Grünflächen am Wiesenredder durch Bürgerbeteiligung weiterentwickeln

Die Fraktionen von GRÜNEN und SPD setzen sich dafür ein, dass die Freiflächen am Wiesenredder in Rahlstedt auch nach der Schließung des Freibades für die Bevölkerung öffentlich nutzbar bleiben und als attraktive Grünfläche weiter entwickelt werden.

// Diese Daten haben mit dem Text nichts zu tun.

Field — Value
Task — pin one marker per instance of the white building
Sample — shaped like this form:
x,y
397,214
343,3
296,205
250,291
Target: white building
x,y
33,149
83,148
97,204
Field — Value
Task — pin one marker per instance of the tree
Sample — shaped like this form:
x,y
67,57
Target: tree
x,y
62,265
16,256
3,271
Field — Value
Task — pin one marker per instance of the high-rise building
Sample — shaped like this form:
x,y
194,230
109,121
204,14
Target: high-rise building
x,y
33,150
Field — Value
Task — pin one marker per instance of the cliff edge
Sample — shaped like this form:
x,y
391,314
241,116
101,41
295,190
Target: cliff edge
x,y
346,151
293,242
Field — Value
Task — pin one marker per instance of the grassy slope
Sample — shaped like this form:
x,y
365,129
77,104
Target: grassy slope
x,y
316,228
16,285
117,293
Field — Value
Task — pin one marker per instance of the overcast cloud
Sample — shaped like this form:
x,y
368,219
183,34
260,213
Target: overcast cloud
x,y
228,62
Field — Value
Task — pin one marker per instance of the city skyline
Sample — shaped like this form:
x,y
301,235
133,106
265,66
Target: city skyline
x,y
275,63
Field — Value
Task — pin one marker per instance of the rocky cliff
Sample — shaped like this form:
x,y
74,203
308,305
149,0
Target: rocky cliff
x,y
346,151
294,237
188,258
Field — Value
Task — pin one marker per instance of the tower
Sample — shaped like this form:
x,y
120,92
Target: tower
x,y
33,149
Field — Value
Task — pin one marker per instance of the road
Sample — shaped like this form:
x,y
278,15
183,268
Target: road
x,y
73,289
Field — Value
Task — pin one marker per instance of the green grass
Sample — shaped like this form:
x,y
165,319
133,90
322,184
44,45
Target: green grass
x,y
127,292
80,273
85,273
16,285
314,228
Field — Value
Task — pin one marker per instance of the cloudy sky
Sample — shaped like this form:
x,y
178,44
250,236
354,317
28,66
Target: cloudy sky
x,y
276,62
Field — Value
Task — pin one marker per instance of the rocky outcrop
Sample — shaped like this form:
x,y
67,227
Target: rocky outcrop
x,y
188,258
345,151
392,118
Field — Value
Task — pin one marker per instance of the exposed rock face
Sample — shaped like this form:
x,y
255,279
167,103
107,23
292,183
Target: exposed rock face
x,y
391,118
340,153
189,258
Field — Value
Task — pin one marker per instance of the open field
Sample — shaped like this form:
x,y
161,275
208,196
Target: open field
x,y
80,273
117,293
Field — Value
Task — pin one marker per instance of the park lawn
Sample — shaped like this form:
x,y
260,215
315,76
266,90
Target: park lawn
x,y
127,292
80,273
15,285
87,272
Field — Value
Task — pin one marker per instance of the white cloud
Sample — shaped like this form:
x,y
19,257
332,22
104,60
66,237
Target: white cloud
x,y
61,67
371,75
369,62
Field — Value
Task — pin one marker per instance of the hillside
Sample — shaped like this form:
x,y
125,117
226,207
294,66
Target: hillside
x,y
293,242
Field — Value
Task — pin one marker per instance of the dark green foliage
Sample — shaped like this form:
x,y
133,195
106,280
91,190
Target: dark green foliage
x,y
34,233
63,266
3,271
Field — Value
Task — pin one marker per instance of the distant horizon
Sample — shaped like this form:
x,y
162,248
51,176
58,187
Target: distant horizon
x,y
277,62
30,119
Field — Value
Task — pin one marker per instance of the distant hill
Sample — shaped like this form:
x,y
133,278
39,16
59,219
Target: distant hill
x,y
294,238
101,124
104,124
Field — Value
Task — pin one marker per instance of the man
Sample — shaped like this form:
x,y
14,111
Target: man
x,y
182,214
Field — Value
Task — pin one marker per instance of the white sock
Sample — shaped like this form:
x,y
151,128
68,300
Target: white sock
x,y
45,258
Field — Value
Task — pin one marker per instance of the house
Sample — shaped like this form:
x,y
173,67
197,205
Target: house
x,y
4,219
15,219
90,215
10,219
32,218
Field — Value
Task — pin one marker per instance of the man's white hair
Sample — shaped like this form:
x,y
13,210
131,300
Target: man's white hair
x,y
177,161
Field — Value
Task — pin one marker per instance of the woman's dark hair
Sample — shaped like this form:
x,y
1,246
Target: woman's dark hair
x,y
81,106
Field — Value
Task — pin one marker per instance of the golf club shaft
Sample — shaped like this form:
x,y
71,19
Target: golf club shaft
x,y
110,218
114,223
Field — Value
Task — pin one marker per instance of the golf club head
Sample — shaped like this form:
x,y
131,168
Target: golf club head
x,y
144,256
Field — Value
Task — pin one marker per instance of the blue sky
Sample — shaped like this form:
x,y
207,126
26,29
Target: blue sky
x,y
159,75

Jan-Hendrik Blumenthal, Fachsprecher für Stadtplanung der GRÜNEN Fraktion Wandsbek: „Da durch die Strategie der Bäderland GmbH eine weitere Nutzung des Freibades ausgeschlossen ist und auch ein Teilerhalt mit reduziertem Wohnungsbau nicht realistisch erscheint, wollen wir für und mit der Bevölkerung ein attraktives Nutzungskonzept des Areals am Wiesenredder entwickeln. Insbesondere sollen Kinder und Jugendliche an der Planung der öffentlichen Freiflächen mitwirken, wie es das Bezirksamt schon u.a. beim Bebauungsplan Wohldorf-Ohlstedt 19 (Bredenbekkamp) oder bei der Gestaltung des Spielplatzes „Im Wiesengrund“ in Oldenfelde erfolgreich durchgeführt hat. Außerdem möchten wir durch die Behörde für Umwelt und Energie und die Finanzbehörde prüfen lassen, ob zusätzliche Mittel für eine räumlich-qualitative Erweiterung der öffentlich nutzbaren Spiel-, Freizeit- und Begegnungsfläche im Bereich zwischen Wohnbebauung und Stellau bereitgestellt werden können.“

Ein wichtiges Anliegen ist es für uns, dass das neu gestaltete Hallenbad mit Außenbereich im Zentrum von Rahlstedt für viele Bevölkerungsgruppen nutzbar ist. Dazu gehört auch ein günstiger Eintrittspreis. Wir freuen uns daher über die positiven Signale des Finanzsenators, dass eine Ausweitung der ermäßigten Eintrittspreise für das Hallenbad möglich ist. Bisher war angedacht, dass während der Hamburger Sommerschulferien für fünf Jahre ein ermäßigter Preis für das neue Rahlstedter Bad gelten soll. Nun soll es den Freibadpreis im Hallenbad während der gesamten Saison geben von Ende Mai bis Ende August.

Hintergrund:
GRÜNE und SPD hatten im Juli die Verwaltung aufgefordert, die Überplanung des Freibadgeländes nocheinmal auf den Prüfstand zu stellen und den Alternativvorschlag der Bürgerinitiative mit reduziertem Wohnungsbau und einem Teilerhalt des Freibades zu prüfen. Die Untersuchung durch das Bezirksamt und die Bäderland GmbH hat u.a. ergeben, dass ein Teilerhalt des Freibades aus wirtschaftlichen Gründen, aus Gründen des Lärm- und Naturschutzes und aus Platzgründen nicht realistisch erscheint. Mit einer attraktiven Gestaltung der großen, öffentlich zugänglichen Grünfläche zwischen geplanter Wohnbebauung und Stellau bietet sich die Möglichkeit den Freizeitwert des Areals trotz Schließung des Freibades zu erhalten.